4. Antimalarials in India and drug resistance
The Government of India regularly monitors antimalarial drug effectiveness and adjusts National Guidelines accordingly (National Institute of Malaria Research Publication, 2011). The following is an overview with respect to each recently used antimalarial approach.
4.1. Chloroquine
For decades chloroquine was the drug of choice in India, as it was in many parts of the world. However, chloroquine resistance against P. falciparum was reported early in Assam in 1973 (Sehgal et al., 1973; Pattanayak et al., 1979; Arora et al., 2008). There are country-wide reports of chloroquine resistance, especially from Orissa, the Northeastern states, Madhya Pradesh, and the Western states of Rajasthan and Gujarat (Misra et al, 1995; Sharma, 1996; Kumar et al., 2007; Valecha et al, 2009; Shah et al., 2011a,b). Today chloroquine-resistance against P. falciparum is common throughout India (Fig. 7) and chloroquine is not to be prescribed for treating P. falciparum.
Of course, chloroquine is also less desirable for other reasons. It is not gametocytocidal for P. falciparum and thus cannot block transmission. It is also ineffective as an antirelapse drug for P. vivax infections. Another major disturbing development is the possible reduced sensitivity of P. vivax to chloroquine, which still is the drug of choice for treating P. vivax in most parts of India (Garg et al., 1995; Dua et al., 1996; Singh, 2000; Kshirsagar et al., 2000). In spite of case reports from some parts of the country, systematic clinical studies close to some of these sites have not shown chloroquine resistance in P. vivax (Shah et al., 2011a,b). In the absence of good culture systems for P. vivax and due to limited well-controlled clinical trials, the jury is still out on whether there is common, widespread resistance to chloroquine in P. vivax populations in India
4.2. Sulphadoxine–pyrimethamine
This second-line drug combination of sulphadoxine– pyrimethamine is still surprisingly effective against P. falciparum, even though development of resistance is a constant worry. A series of single-step mutations in the codons 108, 51, 59 and 164 in the dihydrofolate reductase (DHFR) gene and in the codons 436, 437, 540, 581 and 623 in the dihydropteroate synthase (DPHS) can confer resistance in P. falciparum. In India, although DHFR mutations have been reported, there is limited population-adjusted clinical data on sulphadoxine-pyrimethamine (SP) resistance.

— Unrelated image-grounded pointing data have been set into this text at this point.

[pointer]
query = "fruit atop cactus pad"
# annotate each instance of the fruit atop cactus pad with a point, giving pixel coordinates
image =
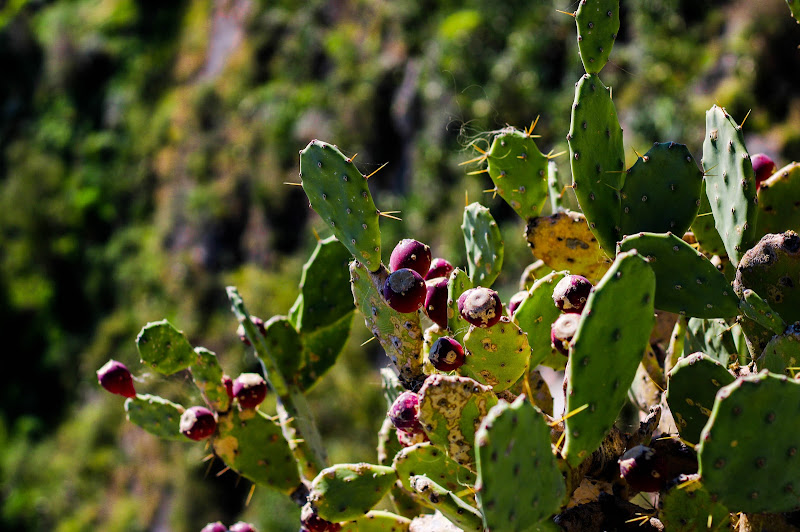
(480, 306)
(404, 290)
(250, 389)
(116, 378)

Results from 26 studies carried out between 1978 and 2007 indicate resistance in North Eastern region especially at the Indo–Myanmar border in Arunachal Pradesh (Shah et al., 2011a,b).
4.3. Quinine
In India, this old standby drug continues to be effective, but is reserved for treating complicated malaria. It produces many side effects with oral or parenteral use. Quinine use requires close patient monitoring over a long duration of therapy, if used alone. Mefloquine, although effective to treat multidrug resistant falciparum malaria in India, has a long duration of exposure in the blood, which some believe makes it predisposed to development of resistance.
4.4. Endoperoxides
The artemisinin group of drugs are highly effective. However, with possible weakened effectiveness, recrudescence is now a common phenomenon (WHO, 2007a,b). Dose schedules with the endoperoxides are determined empirical, safety in pregnancy is still being debated, and there is also concern about neurological side effects. Based on WHO recommendation, most of the countries have banned monotherapy with artemisinin. The national standards recommend ACT (Artemisinin-based Combination Therapy) with SP as a common partner-drug to treat P. falciparum infection (National Institute of Malaria Research Publication, 2011). ACTs present new prospects for avoiding drug resistance and are recommended for the treatment of P. falciparum malaria (WHO, 2007a,b).
4.5. Primaquine
This is the only 8-aminoquinoline available for gametocytocidal action in P. falciparum and for antirelapse activity in P. vivax. It is contra indicated in pregnancy and infants and there is at present no alternative therapy available. As per the current drug policy of India, primaquine is prescribed for 14 days in P. vivax for antirelapse treatment. However, patient compliance to this long regimen cannot be assured especially in the field where it is dispensed by health workers.
4.6. Antimicrobials
The malaria parasite has subcellular organelles like mitochondria and apicoplast, which are of protist origin and are sensitive to some classic antimicrobials. A combination of parenteral quinine and doxycycline is used for severe malaria, but not in pregnant women or children under 8. Instead, clindamycin is recommended.
5. Disease severity
5.1. Disease classifications
Severe malaria is not a single syndrome. In one approach, the disease has been divided into three major syndromes: cerebral malaria, severe malaria anemia, and respiratory distress (Miller et al., 2002). A number of factors, host and parasite related, influence malaria severity including host age and acquired immunity (Marsh, 1992). In regions of high malaria transmission, children bear the brunt of malaria morbidity and mortality. In Africa, the mean age of children with severe malaria anemia is always lower than those with cerebral malaria (Miller et al., 2002). By comparison, non-immune adults can suffer any of the three major syndromes, are more susceptible to severe respiratory complications than children and frequently experience multi-organ failure, which is not observed in children.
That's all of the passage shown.